At first it made no sense, but then she'd had some more to drink and it had made perfect sense; then, no sense again. And then it didn't matter because a hand was fumbling with the button of her jeans, and her first instinct was to bat it away. She'd felt this exact feeling once before, the spinning of the room combined with presumptuous fingertips grazing the flesh beneath her belly button.
She was ashamed to admit that she could never remember that moment of penetration with any sort of clarity. That fatal first thrust that had been the beginning of the end of everything she'd ever dreamed for herself. There'd just been not there, and then suddenly there, and then it was all over except for the unyielding ache that settled in the following morning and the tiny, familiar stranger that had been pulled from the rubble nine months later.
It was then that the thing lolled drunkenly against her thigh, reminding her that everything about this time was different.
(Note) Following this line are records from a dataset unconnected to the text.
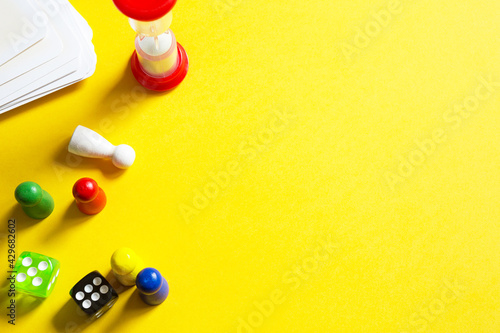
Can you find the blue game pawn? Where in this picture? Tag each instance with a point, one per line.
(153, 288)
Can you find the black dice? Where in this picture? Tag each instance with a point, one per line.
(93, 294)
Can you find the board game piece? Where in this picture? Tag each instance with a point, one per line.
(90, 198)
(36, 274)
(159, 62)
(35, 201)
(126, 264)
(94, 294)
(87, 143)
(153, 288)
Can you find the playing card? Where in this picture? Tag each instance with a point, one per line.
(46, 49)
(43, 75)
(64, 69)
(21, 26)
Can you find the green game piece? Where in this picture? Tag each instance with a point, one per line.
(36, 274)
(36, 203)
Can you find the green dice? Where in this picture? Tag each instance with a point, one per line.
(36, 274)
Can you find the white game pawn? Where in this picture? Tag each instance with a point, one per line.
(87, 143)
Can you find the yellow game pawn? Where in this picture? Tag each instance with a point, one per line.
(126, 265)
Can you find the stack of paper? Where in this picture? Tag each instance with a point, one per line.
(45, 45)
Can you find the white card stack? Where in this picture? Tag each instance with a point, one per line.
(45, 45)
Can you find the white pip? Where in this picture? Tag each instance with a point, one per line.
(87, 143)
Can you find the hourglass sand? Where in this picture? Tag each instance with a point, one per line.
(158, 63)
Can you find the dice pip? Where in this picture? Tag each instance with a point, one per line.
(94, 294)
(36, 274)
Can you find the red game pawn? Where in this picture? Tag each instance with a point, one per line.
(89, 197)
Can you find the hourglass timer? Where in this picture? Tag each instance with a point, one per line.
(158, 62)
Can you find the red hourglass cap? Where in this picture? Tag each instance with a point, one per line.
(145, 10)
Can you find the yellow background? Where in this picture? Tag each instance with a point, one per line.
(355, 115)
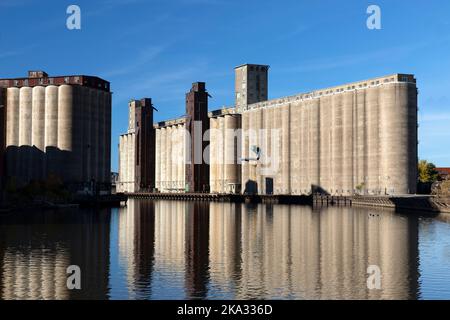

Once or twice, in those first angry months of her pregnancy, she'd haphazardly wondered if having one would somehow make her feel more powerful. Now, it just made her stomach turn, the weight of a responsibility she'd never asked for hanging heavily between her legs.
She had no frame of reference for what the proper etiquette might be in a situation like this, but she needed to shift the focus away from herself in order to get her bearings back, if such a thing were even possible. So, delicately, she lifted the all-too-nimble fingers from her waistband and pressed them to her lips before nudging the stranger onto her side to face Finn.
She closed her eyes, pushed herself up to sit against the head of the bed, and drew in a deep breath.
What she saw when she opened her eyes again—
She had had dreams like that before, Quinn and Rachel tangled together. Only she was Quinn in those dreams. Now, in the swirling haze of Finn's bedroom with the thing weakly making its presence known, she realized she was very much outside of Quinn's body, and that Quinn's body wasn't quite Quinn, and that the girl whose hands seemed to be groping every place on Quinn's torso at once wasn't quite Rachel.
Even so, it was the first time she really got a sense of how it might have looked, how her fingers would have traced the delicate curve of Rachel's spine; how her eyebrows would have furrowed at the sensation of teeth nipping their way down her jawline.
There was a faint gasp, and she saw not-quite-Quinn's mouth drop open. It was then that she noticed the tan hand working its way under the skirt of Vanessa's dress. The truth of what was happening flickered through her thoughts, and though her stomach twisted uncomfortably, she couldn't manage to look away. She needed to know what would happen next, how she would have looked, would have felt, if-
It was beautiful.
It was horrifying.
It was infuriating.
Out of nowhere came a growl, and suddenly she was prying them apart.
"It's not fair!" she heard a man's voice shouting. "Do you hear me? It's not fair!"
She had Vanessa by the shoulders then, gripping her so hard that bruises would tell the tale for weeks afterward, and it wasn't until she saw the terror in those hazel eyes, heard that raspy voice shout back, "Dude! Dude! It's just me! Calm down!" that she realized who she was.
There was a mad scramble for the bathroom then, the upheaval of stomach contents, and when there was nothing left, the chest-wracking sobs of a body too dehydrated to properly form tears.
Lucas had no idea what Vanessa had said to the girl, how she'd gotten rid of her that night. And when the two of them finally started speaking again, the only thing they'd said about it was, "Never again."
And yet, from time to time Lucas still had visions of Quinn's face that night, her hands...
Back at the motel in Colorado, Lucas looked down at his broad, rough palms, his calloused fingers.
Manhands, he thought, with a laugh that quickly broke into a strangled cry.